I've never felt that my professional advancement was prevented by a "glass ceiling," despite working in a locker room environment where people tend to punctuate sentences with "fuck you" and do occasionally take "professional relationships" out to strip bars. The reason I've been able to thrive in this environment is that I can blend in culturally. I don't get offended easily and men don't feel like they have to watch what they say around me. They tell a dirty joke; I respond with a dirtier one - that sort of thing.
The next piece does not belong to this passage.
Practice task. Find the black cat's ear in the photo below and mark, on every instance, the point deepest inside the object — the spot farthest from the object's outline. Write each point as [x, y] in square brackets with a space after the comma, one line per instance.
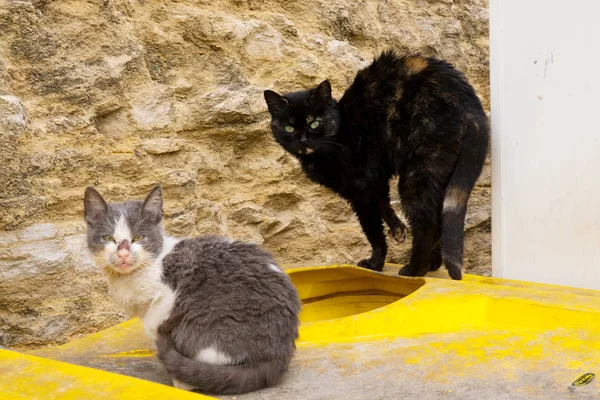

Anyone that says the glass ceiling doesn't exist has never spent any time in the workplace as a woman. It's not, however, systematically and centrally orchestrated oppression. It infuriates me when I hear women point to all-male boards of directors and insinuate that someone somewhere made an actual decision that women were going to get paid less to do the same jobs. That analysis is very convenient because it creates a tangible villain and a starting point for a problem that seems overwhelming. It's a massive oversimplification, however, and it exacerbates the real "glass ceiling" - the exclusion from conversations, events, and the informal aspects of relationship building that happens because men assume women would be uncomfortable, or because women make them uncomfortable. It's the invitation you don't get to play golf because someone benignly assumes that, being a women, you don't know how or you wouldn't enjoy it.
Razib adds the race angle (of course): A similar problem might be happening with Asian-American immigrants. My father and his friends sometimes complain that they can't advance beyond technical positions in their firms or get a position as head of the department in their universities. And yet, I know that they do (my father does) have a problem socializing with their American colleagues. They simply don't have the same sense of humor and they don't share the same values (while Americans are competitive in a friendly manner, it seems my father and many of his friends are deferential and excessively concerned as to the position of a supervisor to every raise objections).